Die Städte Aalen und Schwäbisch Gmünd sowie der Ostalbkreis sind Mitglied im Klima-Bündnis, der Europäischen Kommunen in Partnerschaft mit indigenen Völkern. Die vom Deutschen Städtetag initiierte Musterresolution zur Agenda 2030 wurde vom Landkreis Heidenheim und der Stadt Heidenheim sowie auch vom Ostalbkreis und den Städten Schwäbisch Gmünd und Aalen unterzeichnet. Diese Absichtserklärungen müssten die Entscheider*innen in ihrer Politik umsetzen, was bisher aber nicht der Fall ist, wenn man die Folgen des aktuellen Positionspapiers antizipiert.

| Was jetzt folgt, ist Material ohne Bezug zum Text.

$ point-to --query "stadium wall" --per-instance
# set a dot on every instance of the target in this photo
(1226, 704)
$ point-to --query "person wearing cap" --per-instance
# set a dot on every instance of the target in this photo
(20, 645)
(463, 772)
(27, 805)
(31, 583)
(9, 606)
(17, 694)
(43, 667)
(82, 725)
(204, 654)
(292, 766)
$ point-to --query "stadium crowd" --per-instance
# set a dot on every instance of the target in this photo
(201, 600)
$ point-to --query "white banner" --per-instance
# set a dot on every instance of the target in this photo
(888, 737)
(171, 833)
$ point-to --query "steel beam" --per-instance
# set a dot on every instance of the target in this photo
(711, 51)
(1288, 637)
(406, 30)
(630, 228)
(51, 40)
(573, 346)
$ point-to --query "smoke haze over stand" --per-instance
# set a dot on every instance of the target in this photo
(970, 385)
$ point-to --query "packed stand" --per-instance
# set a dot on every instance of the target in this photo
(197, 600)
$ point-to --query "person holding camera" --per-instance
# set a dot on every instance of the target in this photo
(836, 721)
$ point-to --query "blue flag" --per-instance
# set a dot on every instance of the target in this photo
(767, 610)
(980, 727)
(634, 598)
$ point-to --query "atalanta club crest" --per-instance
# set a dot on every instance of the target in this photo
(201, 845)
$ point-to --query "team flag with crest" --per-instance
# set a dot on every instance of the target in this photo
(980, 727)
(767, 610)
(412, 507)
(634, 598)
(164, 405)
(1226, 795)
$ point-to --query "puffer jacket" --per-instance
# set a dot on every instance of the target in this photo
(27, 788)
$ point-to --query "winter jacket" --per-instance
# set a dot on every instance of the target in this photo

Wir bieten wiederholt und weiterhin an, konstruktiv den Diskussionsprozess zu begleiten und vorhandenen Verbindungen zwischen der Zivilgesellschaft beider Landkreise als Lösungspotential einzubinden.

Wir danken für Ihre Aufmerksamkeit und sind gespannt, wie der weitere Prozess fortgeführt wird. Bitte beachten Sie  unsere Statements im Dokument in der Anlage.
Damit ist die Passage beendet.